Ohio is one state that allows discounts for drug-free workplace programs, but the option was seldom pursued until the state’s Bureau of Workers’ Compensation (BWC) offered a $200,000 grant for the development of a drug-free workplace training program.
“Suddenly, we had a lot of interest among employers,” says LIUNA Local 310 Secretary Treasurer John Kilbane, “and the Union Construction Industry Partnership (UCIP) started investigating options.” The UCIP is a three year-old labor-management collaboration among the building trades unions and contractor associations in the Cleveland area.
“When it came to drug-free workplace training, none of us knew where to start,” Kilbane explains, “but I knew the health and safety fund dealt with these issues.

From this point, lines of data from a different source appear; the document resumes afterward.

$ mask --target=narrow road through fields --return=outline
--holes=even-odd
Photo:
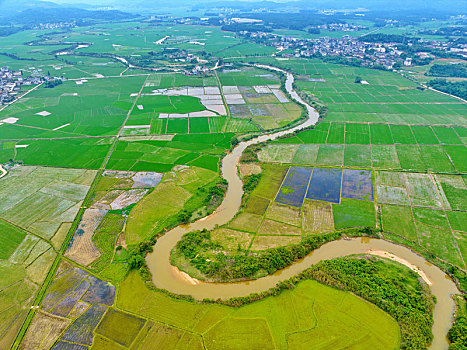
[[[13,103],[16,103],[18,102],[20,99],[22,99],[24,96],[26,96],[27,94],[31,93],[32,91],[36,90],[37,88],[39,88],[39,86],[42,86],[42,84],[44,83],[40,83],[39,85],[37,86],[34,86],[31,90],[28,90],[26,91],[24,94],[22,94],[21,96],[18,96],[16,99],[14,99],[13,101],[7,103],[6,105],[4,105],[2,108],[0,108],[0,112],[3,111],[5,108],[7,108],[8,106],[12,105]]]

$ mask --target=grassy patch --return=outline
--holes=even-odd
[[[340,204],[333,204],[334,227],[375,227],[373,202],[342,198]]]
[[[17,227],[0,220],[0,259],[8,259],[18,245],[26,237],[26,234]]]
[[[412,242],[418,240],[410,207],[383,205],[381,211],[384,231],[403,236]]]
[[[233,309],[172,299],[147,289],[138,274],[131,273],[122,283],[118,307],[142,314],[154,322],[164,322],[165,329],[149,333],[145,342],[167,344],[164,347],[167,349],[175,346],[171,344],[180,344],[176,339],[186,339],[187,336],[182,336],[186,330],[193,330],[194,335],[198,332],[205,334],[207,347],[222,344],[237,348],[235,345],[238,344],[251,348],[250,345],[255,344],[261,349],[310,348],[319,346],[328,337],[328,324],[336,328],[333,346],[348,345],[348,339],[356,339],[352,343],[359,344],[360,337],[356,332],[357,329],[361,332],[362,327],[367,342],[376,348],[394,348],[399,343],[397,323],[387,314],[360,298],[315,281],[303,281],[275,298]],[[291,307],[293,312],[290,312]],[[158,325],[156,329],[160,327]],[[174,332],[179,336],[176,337]],[[291,333],[298,336],[287,338],[286,334]]]
[[[342,165],[343,145],[320,145],[316,163],[321,165]]]
[[[370,147],[369,145],[345,145],[344,165],[371,167]]]
[[[167,173],[162,182],[131,211],[125,230],[127,244],[141,240],[179,222],[182,212],[202,210],[208,188],[214,185],[216,173],[200,169],[179,169]]]
[[[109,309],[96,329],[101,334],[125,347],[130,346],[145,320],[121,311]]]

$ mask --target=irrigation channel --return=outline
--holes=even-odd
[[[195,299],[228,299],[232,297],[247,296],[274,287],[278,282],[293,277],[313,264],[322,260],[334,259],[352,254],[385,254],[390,253],[394,260],[404,262],[412,266],[425,280],[428,280],[432,294],[436,296],[437,303],[434,309],[433,342],[430,349],[447,349],[447,332],[452,325],[455,308],[452,294],[459,293],[454,282],[438,267],[427,262],[423,257],[410,249],[381,239],[354,238],[341,239],[327,243],[316,249],[304,259],[297,261],[289,267],[276,273],[253,281],[234,283],[210,283],[191,278],[186,273],[179,271],[170,263],[170,252],[182,236],[190,231],[202,229],[214,229],[216,225],[223,225],[237,214],[242,196],[242,181],[238,176],[237,165],[245,148],[250,145],[276,139],[282,135],[291,134],[297,130],[315,125],[319,114],[303,101],[293,89],[294,76],[279,68],[257,65],[286,74],[285,87],[290,96],[308,110],[308,118],[300,125],[291,129],[261,135],[249,141],[239,143],[231,153],[222,161],[222,176],[228,182],[226,196],[219,208],[211,215],[189,225],[178,226],[168,231],[158,239],[154,245],[154,251],[147,256],[147,265],[152,273],[152,280],[156,287],[166,289],[172,293],[191,295]]]

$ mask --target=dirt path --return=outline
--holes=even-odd
[[[8,172],[6,171],[6,169],[3,167],[3,165],[0,164],[0,179],[4,176],[6,176],[6,174],[8,174]]]

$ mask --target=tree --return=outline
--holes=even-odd
[[[360,84],[362,82],[362,77],[356,76],[355,77],[355,83]]]
[[[144,262],[145,260],[141,255],[132,254],[128,260],[128,265],[130,266],[130,269],[139,269],[144,265]]]

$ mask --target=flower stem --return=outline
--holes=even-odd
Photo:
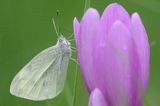
[[[47,105],[47,106],[50,106],[49,100],[46,101],[46,105]]]
[[[72,106],[76,105],[76,89],[78,85],[78,65],[76,64],[76,73],[75,73],[75,82],[74,82],[74,91],[73,91],[73,100],[72,100]]]
[[[90,7],[91,0],[85,0],[85,6],[84,6],[84,13],[85,11]],[[78,71],[78,64],[76,64],[76,73],[75,73],[75,82],[74,82],[74,88],[73,88],[73,99],[72,99],[72,106],[76,106],[76,96],[77,96],[77,91],[76,89],[78,88],[79,84],[79,71]]]
[[[85,0],[84,13],[90,7],[91,0]]]

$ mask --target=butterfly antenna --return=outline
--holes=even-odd
[[[57,30],[57,27],[56,27],[56,23],[55,23],[54,18],[52,18],[52,22],[53,22],[53,27],[54,27],[54,30],[55,30],[55,32],[56,32],[56,34],[57,34],[57,37],[59,37],[59,33],[58,33],[58,30]]]
[[[59,35],[61,35],[61,33],[60,33],[60,27],[59,27],[59,14],[60,14],[60,11],[57,10],[56,11],[57,31],[59,32]]]

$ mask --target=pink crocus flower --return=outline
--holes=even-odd
[[[138,13],[112,3],[102,16],[89,8],[74,19],[74,35],[89,106],[142,106],[150,47]]]

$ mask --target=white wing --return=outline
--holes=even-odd
[[[63,90],[68,62],[69,55],[57,46],[45,49],[14,77],[11,94],[35,101],[56,97]]]

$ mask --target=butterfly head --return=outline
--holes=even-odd
[[[71,53],[71,44],[64,36],[58,38],[58,44],[64,53]]]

I contacted Kitty and discovered that the Fund had, on hand, materials and a curriculum. I was quite impressed, seeing how advanced LIUNA’s program is compared to anything that anyone else had to offer. UCIP decided, right there, to adopt the Fund’s materials for its program.”
In the Cleveland area, LIUNA Local 310 had been the first of the building trades unions to establish a drug-free workplace program through a collective bargaining agreement. “Other trades were reluctant, knowing the sensitivities around the issue,” says Kilbane. Now, however, based on the clarity of the LHSFNA program, 11 of the 16 trades have signed on to the UCIP program, and only the Carpenters, among the larger crafts, are not participating.
The program will require annual drug testing for all employees and random, computer-generated testing of 25 percent of employees sometime during each year. The tests will be urine tests, conducted at worksites.
In addition, the BWC program requires fours hours of annual training for supervisors and two hours for all rank-and-file members. Conlan and other members of the LHSFNA staff will direct the train-the-trainer sessions to establish the local capacity to conduct the on-going training of workers and supervisors. The program is scheduled to begin this month.
Currently, nine states-Alabama, Arkansas, Florida, Georgia, Idaho, Mississippi, Ohio, South Carolina and Tennessee-allow drug-free workplace discounts.
Another seven states-Alaska, Maine, Michigan, Montana, Ohio, Texas and Wyoming-allow discounts for safety performance or for the establishment of safety programs.
“Improved safety performance doesn’t just happen,” says George Macaluso, Associate Director of the LHSFNA Occupational Safety and Health Division. “It’s the result of company and site-specific safety programs, joint labor-management safety committees, effective training, frequent walk-throughs and constant re-evaluation. That sounds like a lot, but, actually, it’s not that hard to do. Once an employer starts, if he’s in a state with discounts, his premiums will fall. Plus, the employer’s X-Mod will begin to drop, and that’ll lead to an even more substantial cut in premiums.”
It is also a fact that companies with good safety records gain private “good customer” discounts from their insurers.
Conlon and Macaluso are available to signatory employers to help design and implement programs that can garner drug-free workplace and safety discounts.